There are a few problems with your code. #TokenMacGuy has identified one, which is that you're appending your results onto the end of the output file, rather than overwriting the previous values.
There is a more fundamental issue though. When you run the highscores function, you are always starting with an empty high score list. You then add a single score to it, and write it out. With this structure, you will never have more than one score being written at a time (and so even if you get it to read back what you've written properly, it will only get a 1-element list).

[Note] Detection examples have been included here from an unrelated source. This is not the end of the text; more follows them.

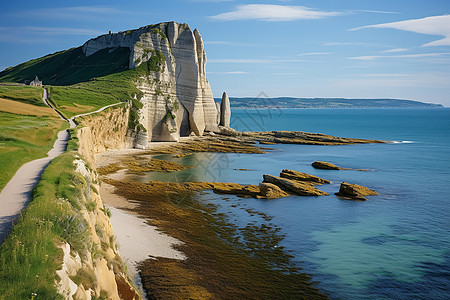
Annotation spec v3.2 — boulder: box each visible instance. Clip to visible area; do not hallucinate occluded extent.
[336,182,379,201]
[219,92,231,127]
[213,182,260,198]
[259,182,290,199]
[311,161,341,170]
[263,175,328,196]
[280,169,330,184]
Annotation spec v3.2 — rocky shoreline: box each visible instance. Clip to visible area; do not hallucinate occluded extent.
[97,129,383,299]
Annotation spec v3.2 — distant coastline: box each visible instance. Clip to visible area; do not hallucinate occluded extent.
[214,97,444,109]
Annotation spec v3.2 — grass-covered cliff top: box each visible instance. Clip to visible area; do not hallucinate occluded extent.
[0,47,130,85]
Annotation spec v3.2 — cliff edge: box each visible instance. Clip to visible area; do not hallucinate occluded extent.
[82,22,223,144]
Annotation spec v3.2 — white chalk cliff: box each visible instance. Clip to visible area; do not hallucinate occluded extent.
[83,22,219,142]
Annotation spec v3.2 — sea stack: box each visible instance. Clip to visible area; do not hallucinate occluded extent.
[216,102,220,125]
[219,92,231,127]
[82,22,218,142]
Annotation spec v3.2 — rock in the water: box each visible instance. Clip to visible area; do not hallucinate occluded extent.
[311,161,341,170]
[259,182,290,199]
[280,169,330,184]
[336,182,378,201]
[219,92,231,127]
[216,102,220,124]
[263,175,328,196]
[213,183,260,198]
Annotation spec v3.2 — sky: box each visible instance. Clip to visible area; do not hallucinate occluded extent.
[0,0,450,106]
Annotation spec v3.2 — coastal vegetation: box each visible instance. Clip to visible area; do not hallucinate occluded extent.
[0,84,45,106]
[0,154,89,299]
[0,109,67,189]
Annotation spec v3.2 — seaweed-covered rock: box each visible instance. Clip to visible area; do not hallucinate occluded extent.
[259,182,290,199]
[311,161,341,170]
[263,175,328,196]
[280,169,330,184]
[213,183,261,198]
[336,182,379,201]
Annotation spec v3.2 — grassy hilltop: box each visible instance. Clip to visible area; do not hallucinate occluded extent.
[0,43,165,118]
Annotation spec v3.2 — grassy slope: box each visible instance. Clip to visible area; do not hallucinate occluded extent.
[0,47,130,85]
[0,112,67,190]
[45,52,165,120]
[0,85,45,106]
[0,153,89,299]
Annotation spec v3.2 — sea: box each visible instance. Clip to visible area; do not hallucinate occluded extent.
[140,108,450,299]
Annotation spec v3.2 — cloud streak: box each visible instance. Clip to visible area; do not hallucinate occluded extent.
[208,58,318,64]
[0,26,102,35]
[13,6,124,20]
[210,4,341,22]
[349,15,450,47]
[206,71,249,75]
[382,48,409,53]
[347,52,450,61]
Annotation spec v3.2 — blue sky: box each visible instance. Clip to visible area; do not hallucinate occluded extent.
[0,0,450,106]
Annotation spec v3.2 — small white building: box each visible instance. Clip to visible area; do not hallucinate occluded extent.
[30,75,42,86]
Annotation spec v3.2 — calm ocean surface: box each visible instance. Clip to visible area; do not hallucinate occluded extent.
[140,109,450,299]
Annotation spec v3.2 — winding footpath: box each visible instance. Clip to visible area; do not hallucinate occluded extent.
[0,89,123,245]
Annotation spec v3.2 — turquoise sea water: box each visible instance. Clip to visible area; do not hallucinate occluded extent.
[137,109,450,299]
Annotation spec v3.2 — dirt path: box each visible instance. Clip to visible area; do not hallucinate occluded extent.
[0,89,121,244]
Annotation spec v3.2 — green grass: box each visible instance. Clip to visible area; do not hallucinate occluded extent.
[0,47,130,85]
[0,85,45,106]
[0,153,90,299]
[49,51,165,119]
[0,112,67,190]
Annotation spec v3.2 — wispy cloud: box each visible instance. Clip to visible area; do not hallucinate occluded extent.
[349,15,450,47]
[210,4,341,21]
[323,42,380,47]
[347,52,450,60]
[382,48,409,53]
[0,26,102,44]
[206,71,249,75]
[356,9,400,15]
[204,41,284,47]
[208,58,318,64]
[298,52,333,56]
[0,26,102,35]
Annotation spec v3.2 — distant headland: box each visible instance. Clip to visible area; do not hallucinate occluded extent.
[214,97,444,109]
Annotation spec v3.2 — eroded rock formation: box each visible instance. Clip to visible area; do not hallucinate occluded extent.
[280,169,330,184]
[336,182,378,201]
[83,22,218,141]
[263,175,328,196]
[219,92,231,127]
[311,161,342,170]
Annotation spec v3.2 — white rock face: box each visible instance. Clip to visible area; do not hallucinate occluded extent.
[219,92,231,127]
[83,22,218,141]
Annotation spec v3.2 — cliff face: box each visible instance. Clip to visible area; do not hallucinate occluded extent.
[77,104,132,165]
[53,104,141,300]
[83,22,218,141]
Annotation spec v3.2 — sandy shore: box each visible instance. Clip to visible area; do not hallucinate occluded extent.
[96,149,186,288]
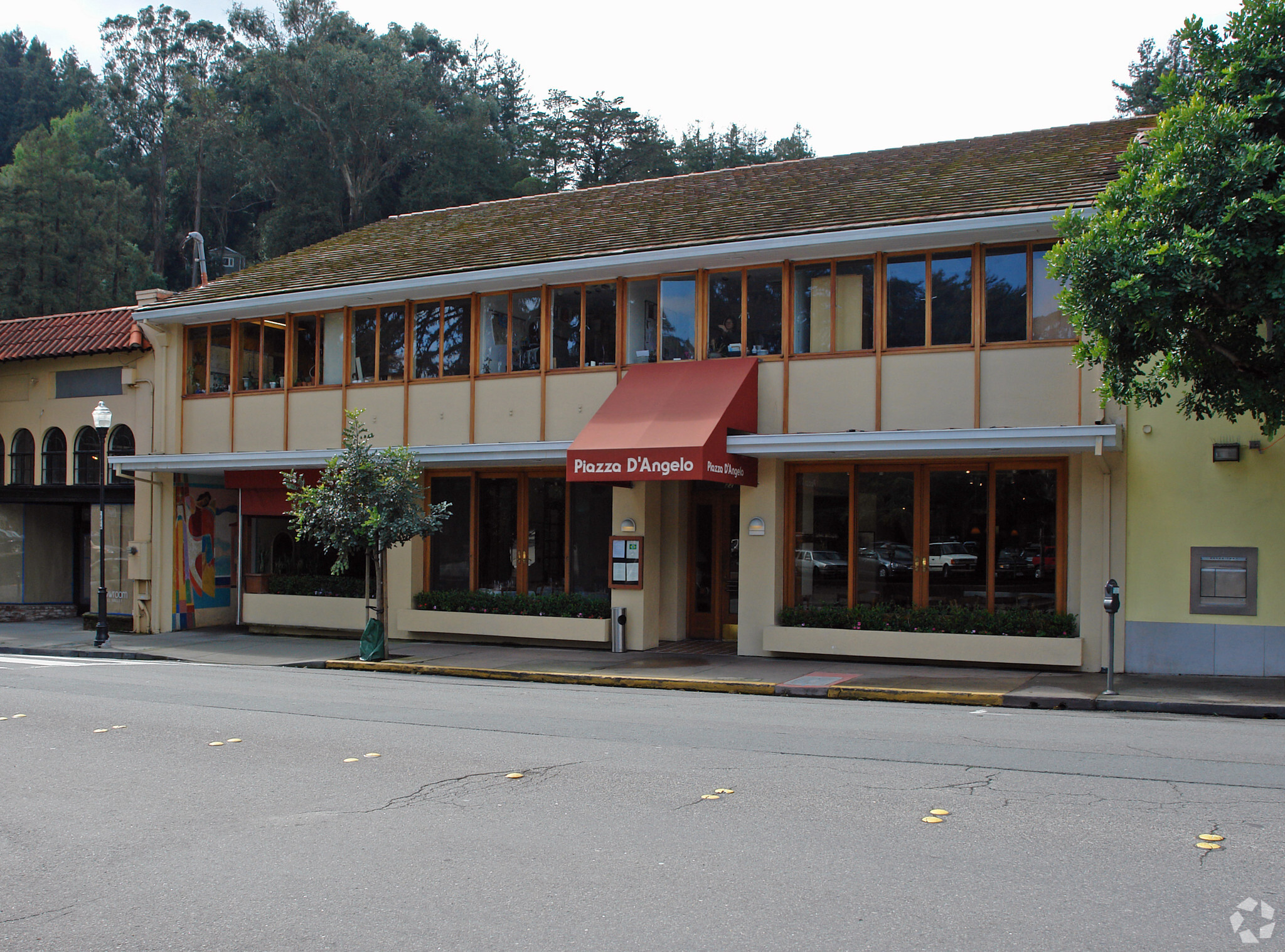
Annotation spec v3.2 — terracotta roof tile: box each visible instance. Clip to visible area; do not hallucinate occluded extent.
[146,118,1154,311]
[0,307,146,362]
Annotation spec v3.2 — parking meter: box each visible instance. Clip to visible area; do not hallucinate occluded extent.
[1102,578,1121,695]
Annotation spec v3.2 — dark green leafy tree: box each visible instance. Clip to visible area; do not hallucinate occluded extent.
[1048,0,1285,433]
[282,410,450,658]
[0,110,158,318]
[0,28,94,166]
[1112,33,1193,115]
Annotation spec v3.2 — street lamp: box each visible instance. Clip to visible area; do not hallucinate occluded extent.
[92,400,112,648]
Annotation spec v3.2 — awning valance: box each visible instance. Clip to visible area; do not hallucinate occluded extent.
[567,357,758,486]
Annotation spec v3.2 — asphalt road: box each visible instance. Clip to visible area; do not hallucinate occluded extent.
[0,656,1285,952]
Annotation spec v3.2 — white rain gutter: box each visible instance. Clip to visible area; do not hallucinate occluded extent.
[135,208,1091,325]
[112,424,1123,473]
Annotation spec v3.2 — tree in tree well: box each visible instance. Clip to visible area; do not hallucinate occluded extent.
[282,410,450,660]
[1048,0,1285,434]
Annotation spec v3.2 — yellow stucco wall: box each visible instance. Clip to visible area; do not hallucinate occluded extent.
[408,378,469,446]
[233,390,285,452]
[289,390,343,450]
[791,357,875,433]
[542,368,616,439]
[1123,404,1285,626]
[884,351,974,429]
[970,347,1079,427]
[474,377,540,443]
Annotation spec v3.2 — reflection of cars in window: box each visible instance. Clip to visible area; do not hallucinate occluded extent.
[928,542,976,579]
[994,546,1030,578]
[857,542,915,579]
[1023,542,1058,578]
[794,548,848,578]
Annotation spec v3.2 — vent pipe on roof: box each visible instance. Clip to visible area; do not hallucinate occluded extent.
[184,232,210,288]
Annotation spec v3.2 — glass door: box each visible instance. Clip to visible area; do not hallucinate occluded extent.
[688,486,740,641]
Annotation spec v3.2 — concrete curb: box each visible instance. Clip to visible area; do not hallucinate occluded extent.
[324,659,1285,718]
[0,645,186,661]
[325,660,776,694]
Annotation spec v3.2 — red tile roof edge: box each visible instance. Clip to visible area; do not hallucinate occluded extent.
[0,306,149,363]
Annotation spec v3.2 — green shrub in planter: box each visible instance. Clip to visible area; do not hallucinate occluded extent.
[780,605,1079,638]
[267,575,366,599]
[415,592,612,618]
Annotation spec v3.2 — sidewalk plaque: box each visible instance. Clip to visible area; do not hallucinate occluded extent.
[608,536,642,589]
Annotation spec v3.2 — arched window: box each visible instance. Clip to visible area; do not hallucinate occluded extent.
[40,427,67,486]
[76,427,100,486]
[9,429,36,486]
[107,423,134,483]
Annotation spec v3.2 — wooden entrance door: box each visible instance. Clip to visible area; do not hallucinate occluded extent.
[688,484,740,641]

What you need to do is add some code to load the high score list from your file at the start of the function, before you add the new value. You need to put in a special case for when there is no previous high score file, but that's not too dificult with a try/except block. Here's some abbreviated code:
def high_score():
try:
with open("pickles1.dat", "rb") as f:
high_scores = pickle.load(f)
except FileNotFoundError:
high_scores = []
# do current stuff for adding a new score, sorting and slicing
with open("pickles1.dat", "wb") as f: # "wb" mode overwrites the previous file
pickle.dump(high_scores, f)
# do other stuff, like displaying high_scores
A benefit to this approach is that you don't need to reread the file later if the user asks for it, since the high_scores list will be up to date already.